When first conceptualized in 2014, a World War II-themed game wasn’t even a blip on the radar for Sledgehammer Games, one of three Call of Duty studios under the Activision umbrella. How did three years of iteration and historical passion spawn one of 2017’s most anticipated games?

“Sledgehammer wanted to make Advanced Warfare 2,” Activision CEO Eric Hirshberg told Newsweek.  A sequel to 2014’s Call of Duty: Advanced Warfare seemed obvious, as it was regarded positively by fans and critics alike. But Hirshberg and his colleagues saw a deeper trend emerging from their millions-strong audience. Many fans called for the franchise to return to its real history roots; the first six installments of the multi-billion dollar franchise were all set during World War II. And he was confident that Sledgehammer would be the studio to go there. “We knew they would become historians, that they would tackle it with authenticity, give it tremendous care and we also knew they would capture the unspeakable scale of World War II.”

That unspeakable scale comes through understanding not just the conflict itself, but also Call Of Duty: WWII’s slate of brand new features. “What I love about this game is that anyone's who's looking forward to going back to the roots, the gritty, human-scale, boots-on-the-ground, militaristic, authentic experience that Call Of Duty is known for, this game delivers it in a big way,” Hirshberg said.

To capture that retro essence for today’s audience, WWII brings new innovations in multiplayer. Its new Headquarters social hub unites large groups of players between matches. If you’re tired of realistic combat, there’s also a reworked version of the fictional Zombies mode with greater emphasis on visceral horror.

But it's the scripted single-player campaign where Call of Duty: WWII finds its historical footing. The narrative follows Ronald “Red” Daniels and his ragtag squad of soldiers from the U.S. First Infantry Division. These personalities are fictional, but the social pressures and battles they face are ultimately very real. From American anti-semitism to the liberation of Paris, Sledgehammer rigorously sought to convey the brutality of the world’s greatest conflict.
 

COD 1 Headquarters lets people play Call Of Duty with friends in a whole new way. Activision

An Emphasis On Authenticity

“When you're making an interactive game with a story based in fiction, you always have the balancing act between authenticity and creative license,” Hirshberg told Newsweek. To flesh out that authenticity, Activision enlisted the help of World War II historian and renowned author Martin K.A. Morgan. From the bombast of the beaches of Normandy to the untold story of the French resistance, Morgan traveled with creators, introduced them to the territory and helped select the most pivotal moments for a strong playable narrative.

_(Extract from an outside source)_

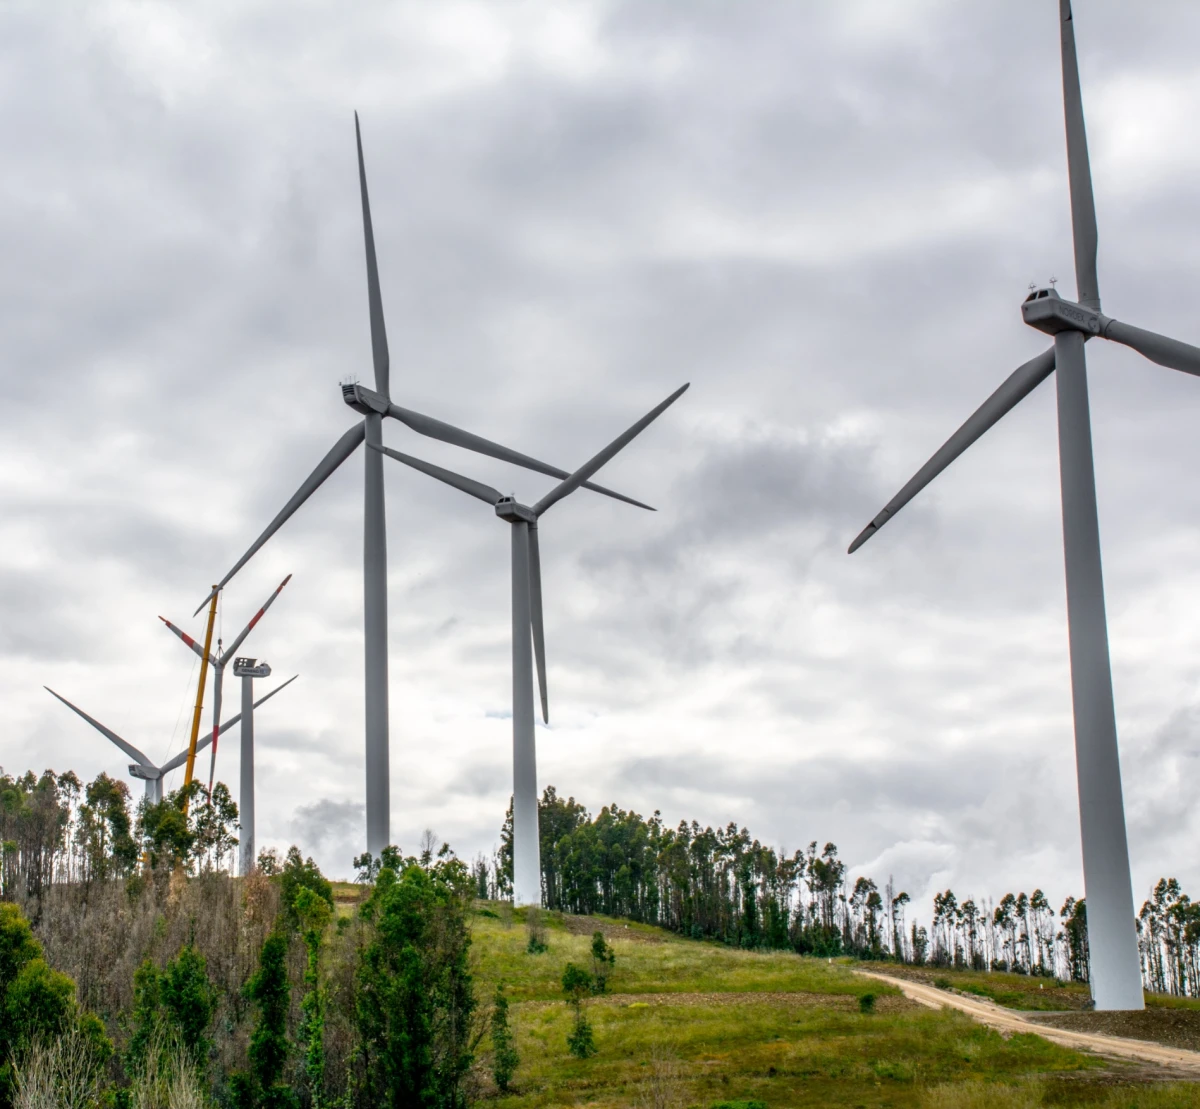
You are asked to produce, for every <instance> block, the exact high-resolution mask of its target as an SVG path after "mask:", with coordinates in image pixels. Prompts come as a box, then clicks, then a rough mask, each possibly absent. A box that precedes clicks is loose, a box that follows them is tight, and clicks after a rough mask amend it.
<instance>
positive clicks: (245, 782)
mask: <svg viewBox="0 0 1200 1109" xmlns="http://www.w3.org/2000/svg"><path fill="white" fill-rule="evenodd" d="M233 672H234V677H238V678H241V775H240V778H239V779H238V781H239V785H238V833H239V834H238V853H239V868H240V869H239V873H240V874H241V875H242V876H244V877H245V876H246V875H247V874H250V871H251V870H253V869H254V863H256V857H254V708H253V706H254V678H266V677H270V673H271V667H270V666H268V665H266V661H265V660H264V661H262V663H259V661H258V659H234V660H233Z"/></svg>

COD 2 The campaign of Call Of Duty: WWII starts at D-Day and stretches through the European theater. Activision

Activision put Morgan’s expertise to the test by inviting four World War II veterans to speak to its teams in the days before launch. Hirshberg described the event with great enthusiasm.

“We think it's daunting to show our games to our fans, and here we were showing it to people who actually stormed the beaches of Normandy, who actually fought through the Hürtgen Forest and we're showing them those levels from the game,” he said. “It was an incredibly gratifying experience. After the lights came up, these gentlemen looked at us and said 'yup, you got it right!' It was one of those human moments where something you're making for entertainment purposes intersects with real life in a pretty impactful way.”  

The Challenge Of Expectation    

The expectation to innovate weighed heavily on the Sledgehammer team during the game’s three-year development process. “That three-year development cycle means you have to see three years into the future,” he mused, “which is a very difficult thing to do.”

Especially when drawing inspiration from a franchise history spanning 14 years, the push to do something new can take its toll. “Everyone thinks the clean white page is the most daunting task, but oftentimes trying to figure out how to bring something fresh and new to something people have a decade of relationships with is even harder,” said Hirshberg.

COD 3 This year’s Call Of Duty addresses last year’s issues in big ways. Activision

To combat that pressure, Hirshberg has tried to cultivate a creative environment that encourages his three Call of Duty studios to experiment, even when a new project feels unsafe. “When you study longstanding franchises, it feels very risky to change them sometimes. But, in my opinion, the biggest risk you can take is not taking risks.”

Case in point: last year’s far-future themed Call Of Duty: Infinite Warfare. In our chat, Hirshberg candidly admitted “with Infinite Warfare we found the guard rail [of creativity]. At the end of the day it just didn't feel enough like Call Of Duty.” That meant some fans didn’t connect with it as much as past entries in the franchise, even though it was one of last year’s best-selling games.”If anything, [ Infinite Warfare ] just amplified the demand for boots-on-the-ground that much more,” Hirshberg said.

Having learned from the reception of Infinite Warfare, Hirshberg sees WWII as a tremendous opportunity for the Call of Duty brand. “I want to use this franchise as a platform to bring more people into [gaming] than any other has been able to do,” he explained. With record-breaking digital sales and active players during its opening weekend, WWII looks to go a long way toward accomplishing that mission.  

So what does the future hold for Call Of Duty? Hirshberg teased that “we have proven sub-franchises, time periods and areas to play in that I think give us a lot of variety.” But for now, his excitement is focused entirely on WWII: “This is the game you first fell in love with, in the setting you first fell in love with … It is completely amplified by the capabilities of new technology, innovations, higher graphics fidelity and it is Call Of Duty: WWII like you've never seen before.”

Call Of Duty: WWII is available now on PS4, Xbox One and PC.